US News

EPA official gets 32 months in $1M phony CIA agent scam

WASHINGTON – A senior federal official who convinced his bosses he needed months off to work as a CIA agent was sentenced to 32 months in prison on Wednesday.

John C. Beale, who was the highest paid official of the Environmental Protection Agency and a leading authority on climate change, said he was ashamed of his double life.

“Why did I do this? Greed – simple greed – and I’m ashamed of that greed,” he told federal Judge Ellen Huvelle.

He added that he may have carried out his 12-year deception because it gave him a “sense of excitement” and a “rush.”

“It was something like an addiction,” he said in court in his first public comments on his case.

Beale has already paid back nearly $900,000 in wages the was improperly paid and still owes another $500,000 for expenses he improperly collected.

“I’ve had better days,” Beale, 65, told The Post after sentencing. “It could have been much worse.”

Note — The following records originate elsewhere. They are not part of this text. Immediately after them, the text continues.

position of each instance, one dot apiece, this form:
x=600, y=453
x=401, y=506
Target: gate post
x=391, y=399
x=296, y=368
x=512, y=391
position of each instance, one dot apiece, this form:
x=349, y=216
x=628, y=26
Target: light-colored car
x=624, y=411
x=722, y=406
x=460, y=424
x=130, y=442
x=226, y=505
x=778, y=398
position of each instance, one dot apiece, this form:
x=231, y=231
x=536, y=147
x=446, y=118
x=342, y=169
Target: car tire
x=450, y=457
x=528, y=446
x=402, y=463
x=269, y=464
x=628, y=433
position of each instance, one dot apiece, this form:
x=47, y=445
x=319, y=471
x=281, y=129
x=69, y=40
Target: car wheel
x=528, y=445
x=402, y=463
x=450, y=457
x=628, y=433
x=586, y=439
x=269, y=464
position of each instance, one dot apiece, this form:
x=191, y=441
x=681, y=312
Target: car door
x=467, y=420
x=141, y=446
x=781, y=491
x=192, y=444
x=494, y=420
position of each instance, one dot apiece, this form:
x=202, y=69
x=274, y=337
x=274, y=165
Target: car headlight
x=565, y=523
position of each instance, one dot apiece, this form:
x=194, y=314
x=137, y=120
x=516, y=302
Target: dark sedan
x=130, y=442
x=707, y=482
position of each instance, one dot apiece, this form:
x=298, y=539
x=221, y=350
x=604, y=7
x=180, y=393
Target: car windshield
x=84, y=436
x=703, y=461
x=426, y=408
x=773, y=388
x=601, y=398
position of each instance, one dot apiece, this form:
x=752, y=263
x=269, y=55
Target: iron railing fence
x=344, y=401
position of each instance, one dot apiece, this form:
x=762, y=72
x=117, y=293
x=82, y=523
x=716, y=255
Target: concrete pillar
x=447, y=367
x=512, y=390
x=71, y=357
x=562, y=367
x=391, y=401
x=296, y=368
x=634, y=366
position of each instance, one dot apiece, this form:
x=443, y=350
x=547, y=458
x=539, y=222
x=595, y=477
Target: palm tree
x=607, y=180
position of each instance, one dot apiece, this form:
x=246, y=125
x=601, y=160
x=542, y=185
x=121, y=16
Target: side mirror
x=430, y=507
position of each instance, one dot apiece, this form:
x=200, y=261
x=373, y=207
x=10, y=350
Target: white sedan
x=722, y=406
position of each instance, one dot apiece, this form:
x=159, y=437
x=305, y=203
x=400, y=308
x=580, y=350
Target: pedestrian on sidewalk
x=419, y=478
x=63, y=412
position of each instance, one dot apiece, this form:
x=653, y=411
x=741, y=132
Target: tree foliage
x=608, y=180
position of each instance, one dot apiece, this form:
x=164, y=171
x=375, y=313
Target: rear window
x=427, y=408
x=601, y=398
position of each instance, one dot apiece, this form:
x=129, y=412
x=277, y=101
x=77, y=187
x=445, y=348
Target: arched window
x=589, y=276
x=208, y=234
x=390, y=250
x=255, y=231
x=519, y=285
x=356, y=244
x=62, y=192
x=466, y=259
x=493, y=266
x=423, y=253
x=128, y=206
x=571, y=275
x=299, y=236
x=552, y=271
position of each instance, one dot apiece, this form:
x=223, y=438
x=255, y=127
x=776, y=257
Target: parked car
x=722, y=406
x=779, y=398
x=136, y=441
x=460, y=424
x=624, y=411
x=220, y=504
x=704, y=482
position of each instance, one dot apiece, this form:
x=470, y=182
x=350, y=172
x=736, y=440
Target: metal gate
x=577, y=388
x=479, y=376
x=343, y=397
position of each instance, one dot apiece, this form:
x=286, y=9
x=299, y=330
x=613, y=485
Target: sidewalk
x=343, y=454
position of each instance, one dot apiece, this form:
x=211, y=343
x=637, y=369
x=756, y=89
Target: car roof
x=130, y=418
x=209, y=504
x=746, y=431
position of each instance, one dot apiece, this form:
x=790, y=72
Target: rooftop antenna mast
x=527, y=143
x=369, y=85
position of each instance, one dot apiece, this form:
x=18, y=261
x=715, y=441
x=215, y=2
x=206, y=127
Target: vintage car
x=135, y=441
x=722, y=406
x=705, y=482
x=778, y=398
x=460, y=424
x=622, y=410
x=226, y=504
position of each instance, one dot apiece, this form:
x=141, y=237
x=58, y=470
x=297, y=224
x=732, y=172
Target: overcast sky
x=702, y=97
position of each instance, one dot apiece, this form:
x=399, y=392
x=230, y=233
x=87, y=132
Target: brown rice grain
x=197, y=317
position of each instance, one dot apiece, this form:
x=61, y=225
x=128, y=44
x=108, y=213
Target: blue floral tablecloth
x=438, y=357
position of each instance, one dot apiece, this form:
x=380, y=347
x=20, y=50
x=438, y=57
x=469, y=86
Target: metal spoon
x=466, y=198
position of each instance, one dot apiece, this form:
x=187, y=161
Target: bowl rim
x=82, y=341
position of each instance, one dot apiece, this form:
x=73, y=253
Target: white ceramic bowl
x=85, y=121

Beale faced up to 37 months in prison. Huvelle declined to fine him additionally, saying “he is paying a hefty amount in every which way.”

Prosecutors said that beginning in 2000 Beale told his superiors he needed to take a day off each week because of his work for the CIA. But they didn’t learn until early this year that he had never worked for the spy agency.

He didn’t show up for six months in 2008, and eventually conned the EPA out of 2 ½ years of salary for work he never performed.

In court on Wednesday Beale also cleared up a mystery – what was he doing when he wasn’t at his EPA desk?

“I spent time exercising. I spent a lot of time working on my house,” he said.

Prosecutor James Smith told the court that Beale’s “lies have turned him into a poster child for what is wrong with the federal government.”

Beale was not accompanied by family members to court Wednesday. He requested to go to the Otisville, NY federal prison or another facility within two hours of New York City because his wife Mary has moved to Manhattan.

Investigators uncovered Beale’s double life as well as financial irregularities at the EPA.

For example, he was given a 25 percent retention bonus that boosted his salary to $206,000 a year – and was still being paid more than a year after he retired.

In addition, Beale lived lavishly at the taxpayers’ expense. He booked first class tickets on 70 percent of 33 flights — and billed the feds for six business trips to Los Angeles when he was visiting relatives in Bakersfield 120 miles away.